Dutch telecommunications company

VodafoneZiggo Group B.V. is a privately held company, originally founded as a joint venture by Vodafone and Liberty Global, in February 2016, and was approved by the European Commission in August 2016 and completed in December 2016. VodafoneZiggo is headquartered in Utrecht.

== History ==
After the founding, Jeroen Hoencamp was appointed CEO of VodafoneZiggo since 2016. Hoencamp was previously CEO of Vodafone Ireland since 2010. He remains CEO as of 2019.

On 21 May 2024, Vodafone Group Plc and Liberty Global announced the appointment of Stephen van Rooyen as the CEO of VodafoneZiggo, effective from September 2024. Van Rooyen, previously CEO of Sky UK & Ireland, will succeed Jeroen Hoencamp, who retired, with Ritchy Drost serving as interim CEO until van Rooyen assumes the role.

In February 2026, it was announced that Vodafone would sell most of its stake in VodafoneZiggo to Liberty Global. In 2027, the company, which will continue within the new Ziggo Group together with Telenet, is expected to be listed on the Amsterdam stock exchange. Vodafone will retain a ten percent stake in the Ziggo Group.

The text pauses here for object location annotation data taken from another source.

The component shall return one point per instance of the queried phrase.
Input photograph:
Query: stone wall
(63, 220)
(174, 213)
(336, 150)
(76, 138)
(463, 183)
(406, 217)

== Vodafone Netherlands ==

- In 1995, Libertel was founded.
- In 1995, BelCompany was also founded.
- In 1999, Libertel went public, and renamed to Vodafone Libertel in 2000.
- In 2003, Vodafone acquired Vodafone Libertel.
- In 2004, mITE Systems was founded.
- In 2011, Vodafone Libertel bought BelCompany.
- In 2012, Vodafone Libertel acquired Telespectrum Telecommunicatie.
- In 2015, Vodafone Libertel acquired mITE Systems.
- In December 2016, Vodafone Libertel became a subsidiary of VodafoneZiggo.

== Ziggo ==

- In 1970, Casema was founded (cable television provider, later including internet and telephone services over cable).
- In 1984, Multikabel was founded (cable television provider, later including internet service over cable).
- In 1996, @Home Network was founded (internet service provider), later known as Essent Kabelcom.
- In 1998, UPC Nederland was founded. (cable and internet service provider).
- Warburg Pincus and Cinven bought Multikabel in 2005, and Casema and @Home in 2006.
- In 2008, Ziggo was created by merging Casema, Multikabel, and @Home.
- In 2012, Ziggo went public on.
- In 2014, Liberty Global acquired Ziggo.
- In 2015, Ziggo merged with UPC Nederland.
- In December 2016, Ziggo became a subsidiary of VodafoneZiggo.